Reencuentros al fresquito del Pozo




Y
a han perdido la cuenta desde cuándo, pero el caso es que, un año más, ahí están las tres; en su mesa de las confidencias,  arrimando su animosa conversación  al fresquito del Pozo, celebrando, desde un rincón del Nacimiento, como siempre con discreción, con prudencia, el triunfo de una amistad que se remonta hasta la infancia, a prueba del tiempo y a pesar de las distancias. Y probablemente así habrían permanecido, escondidas y anónimas, de no haberse cruzado con mi impenitente curiosidad, ávida de historias y vivencias que acercar a la sombra redonda de mi almecino.

De siempre las recuerdo, como ahora, hermanadas por un hilo fuerte e invisible que las ataba con un conjuro de lealtad inquebrantable, quién sabe si porque nunca bebieron los vientos por el mismo niñato insensible con cara de bobo y  cráteres de acné. El caso es que las envidiaba, pues era incapaz de descifrar el encriptado de sus gestos, el sentido de sus palabras o la intención de sus miradas, y por mucho que me empeñara en rondar su compañía y también su amistad, nunca logré dar con el secreto de tanta confidencialidad. Pensaba incluso, que había que ser mujer para comprender aquel idioma cargado de fraternales sutilezas.

Me he acercado a ellas, confieso que como entonces, temeroso e indeciso, a pesar de que mi cara, mis gestos, mis palabras, parecieran transmitir toda la confianza del mundo. “¿Os importa que me siente?” Y como si uno de estos años estuvieran esperando mi llegada, me han hecho un lugar en su mesa de tres esquinas. Nos hemos preguntado por los maridos y por la esposa; por los logros de los hijos y por los hijos-libro que por fin se van logrando; por los recuerdos y por los olvidos; por los besos y los desencuentros; por lo que quisimos ser y lo que aún ansiamos conseguir…
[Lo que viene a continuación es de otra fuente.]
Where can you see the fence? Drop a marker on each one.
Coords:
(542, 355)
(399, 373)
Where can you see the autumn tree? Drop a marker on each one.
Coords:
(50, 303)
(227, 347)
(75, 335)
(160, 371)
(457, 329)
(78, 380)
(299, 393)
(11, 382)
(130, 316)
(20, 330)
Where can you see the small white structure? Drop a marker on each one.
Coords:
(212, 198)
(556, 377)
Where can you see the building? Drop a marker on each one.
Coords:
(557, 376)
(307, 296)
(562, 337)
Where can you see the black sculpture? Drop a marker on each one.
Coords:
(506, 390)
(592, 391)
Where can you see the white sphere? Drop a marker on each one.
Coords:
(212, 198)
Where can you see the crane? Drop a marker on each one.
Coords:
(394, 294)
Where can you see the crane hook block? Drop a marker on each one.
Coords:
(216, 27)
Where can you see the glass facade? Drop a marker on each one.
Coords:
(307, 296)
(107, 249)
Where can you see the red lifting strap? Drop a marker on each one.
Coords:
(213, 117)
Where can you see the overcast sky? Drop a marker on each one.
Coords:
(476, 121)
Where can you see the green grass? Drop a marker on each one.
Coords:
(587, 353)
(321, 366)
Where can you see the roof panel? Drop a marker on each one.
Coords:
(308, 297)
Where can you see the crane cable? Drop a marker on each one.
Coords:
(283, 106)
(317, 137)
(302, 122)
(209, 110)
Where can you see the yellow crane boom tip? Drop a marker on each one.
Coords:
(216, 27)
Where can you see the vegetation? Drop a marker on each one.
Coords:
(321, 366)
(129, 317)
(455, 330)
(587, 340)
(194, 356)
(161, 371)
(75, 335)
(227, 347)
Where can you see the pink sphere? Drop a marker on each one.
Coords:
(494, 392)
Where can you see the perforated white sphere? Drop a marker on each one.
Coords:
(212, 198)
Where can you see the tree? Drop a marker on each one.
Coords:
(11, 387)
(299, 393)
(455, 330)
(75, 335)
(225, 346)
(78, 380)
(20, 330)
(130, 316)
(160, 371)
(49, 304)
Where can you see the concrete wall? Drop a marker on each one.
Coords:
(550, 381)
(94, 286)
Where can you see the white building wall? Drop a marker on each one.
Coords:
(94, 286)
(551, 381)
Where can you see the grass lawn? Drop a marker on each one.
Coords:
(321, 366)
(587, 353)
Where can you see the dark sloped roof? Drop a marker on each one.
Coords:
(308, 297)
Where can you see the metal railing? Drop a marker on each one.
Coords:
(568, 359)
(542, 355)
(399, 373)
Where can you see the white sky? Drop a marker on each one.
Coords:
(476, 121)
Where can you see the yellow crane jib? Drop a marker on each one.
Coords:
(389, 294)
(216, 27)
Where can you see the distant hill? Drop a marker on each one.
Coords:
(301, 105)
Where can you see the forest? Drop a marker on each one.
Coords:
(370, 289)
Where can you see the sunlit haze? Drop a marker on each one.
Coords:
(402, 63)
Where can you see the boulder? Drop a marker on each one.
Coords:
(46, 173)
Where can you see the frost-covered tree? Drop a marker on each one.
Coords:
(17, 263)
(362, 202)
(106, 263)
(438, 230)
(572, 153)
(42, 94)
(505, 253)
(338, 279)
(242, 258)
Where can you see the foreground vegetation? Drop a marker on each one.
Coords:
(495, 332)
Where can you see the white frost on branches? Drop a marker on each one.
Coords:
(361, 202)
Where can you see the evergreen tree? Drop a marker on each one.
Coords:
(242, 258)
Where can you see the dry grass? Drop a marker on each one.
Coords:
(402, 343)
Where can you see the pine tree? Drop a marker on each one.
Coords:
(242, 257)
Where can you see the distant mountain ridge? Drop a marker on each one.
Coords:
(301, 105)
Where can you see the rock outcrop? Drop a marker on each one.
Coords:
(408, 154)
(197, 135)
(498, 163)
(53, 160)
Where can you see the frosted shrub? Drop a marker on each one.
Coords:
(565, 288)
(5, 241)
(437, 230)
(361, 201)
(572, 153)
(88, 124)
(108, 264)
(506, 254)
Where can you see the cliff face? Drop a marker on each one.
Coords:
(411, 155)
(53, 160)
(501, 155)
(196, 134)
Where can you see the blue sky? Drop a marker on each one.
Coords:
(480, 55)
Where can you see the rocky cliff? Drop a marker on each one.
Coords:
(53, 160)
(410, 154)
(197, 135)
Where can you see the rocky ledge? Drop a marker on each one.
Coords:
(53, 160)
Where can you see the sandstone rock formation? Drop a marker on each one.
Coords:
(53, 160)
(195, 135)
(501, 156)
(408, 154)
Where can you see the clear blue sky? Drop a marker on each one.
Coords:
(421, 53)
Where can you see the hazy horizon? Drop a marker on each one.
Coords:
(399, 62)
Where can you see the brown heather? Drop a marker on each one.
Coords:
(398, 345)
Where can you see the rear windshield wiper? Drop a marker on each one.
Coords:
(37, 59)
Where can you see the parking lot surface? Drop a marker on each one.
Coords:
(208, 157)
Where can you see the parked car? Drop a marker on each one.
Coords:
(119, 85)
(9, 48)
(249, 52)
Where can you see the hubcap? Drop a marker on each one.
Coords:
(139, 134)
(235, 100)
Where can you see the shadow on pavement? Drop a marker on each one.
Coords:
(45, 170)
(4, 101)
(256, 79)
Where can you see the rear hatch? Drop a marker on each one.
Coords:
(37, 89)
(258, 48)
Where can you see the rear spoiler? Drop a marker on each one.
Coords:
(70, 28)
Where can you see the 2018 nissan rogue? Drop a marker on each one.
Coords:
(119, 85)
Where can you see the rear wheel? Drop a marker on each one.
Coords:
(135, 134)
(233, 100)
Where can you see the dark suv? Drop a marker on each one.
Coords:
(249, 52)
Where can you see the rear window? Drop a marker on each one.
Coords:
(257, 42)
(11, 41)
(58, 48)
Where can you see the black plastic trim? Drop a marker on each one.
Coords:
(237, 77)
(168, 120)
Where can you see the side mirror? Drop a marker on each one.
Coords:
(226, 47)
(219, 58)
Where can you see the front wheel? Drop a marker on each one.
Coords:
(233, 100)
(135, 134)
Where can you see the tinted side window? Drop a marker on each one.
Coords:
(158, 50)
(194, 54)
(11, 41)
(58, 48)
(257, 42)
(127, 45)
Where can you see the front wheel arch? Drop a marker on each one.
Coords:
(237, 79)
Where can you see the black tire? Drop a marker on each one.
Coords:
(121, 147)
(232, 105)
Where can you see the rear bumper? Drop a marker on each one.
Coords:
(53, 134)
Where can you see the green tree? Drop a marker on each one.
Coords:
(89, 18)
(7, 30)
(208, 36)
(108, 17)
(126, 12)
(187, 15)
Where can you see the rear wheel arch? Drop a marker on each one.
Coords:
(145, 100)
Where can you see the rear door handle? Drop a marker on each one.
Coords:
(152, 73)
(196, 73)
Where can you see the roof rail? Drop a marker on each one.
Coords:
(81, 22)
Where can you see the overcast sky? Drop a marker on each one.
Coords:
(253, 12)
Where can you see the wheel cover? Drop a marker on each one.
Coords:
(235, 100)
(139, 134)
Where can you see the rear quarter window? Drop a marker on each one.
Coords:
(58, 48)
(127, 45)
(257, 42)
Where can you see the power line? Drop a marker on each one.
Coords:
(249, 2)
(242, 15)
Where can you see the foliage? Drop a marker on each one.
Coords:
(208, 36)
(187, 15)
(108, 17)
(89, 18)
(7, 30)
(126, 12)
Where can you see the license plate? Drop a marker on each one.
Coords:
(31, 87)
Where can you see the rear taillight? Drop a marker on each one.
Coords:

De pronto, he caído en la cuenta: estaba hablando el mismo idioma, con los mismos guiños, con las mismas claves que ellas. Las entendía y  ellas comprendían por completo todo lo que de mí salía, hasta cuando me pavoneaba, un poco por saberme el único gallo a la vista, claro. Entonces, mientras ellas hablaban de juntarnos un año de estos todos los de la clase, las he observado silencioso y divertido, recreándome en la belleza serena, aunque tan distinta de cada una de ellas; la sonrisa grande e infantil que aún perdura en la una; la mirada firme y enigmática que sigue caracterizando a la otra; el rubor, casi imperceptible con que la tercera consigue llenar esta tarde de encuentros… Quizá el año que viene, aunque no me hayáis invitado, nos volvamos a ver.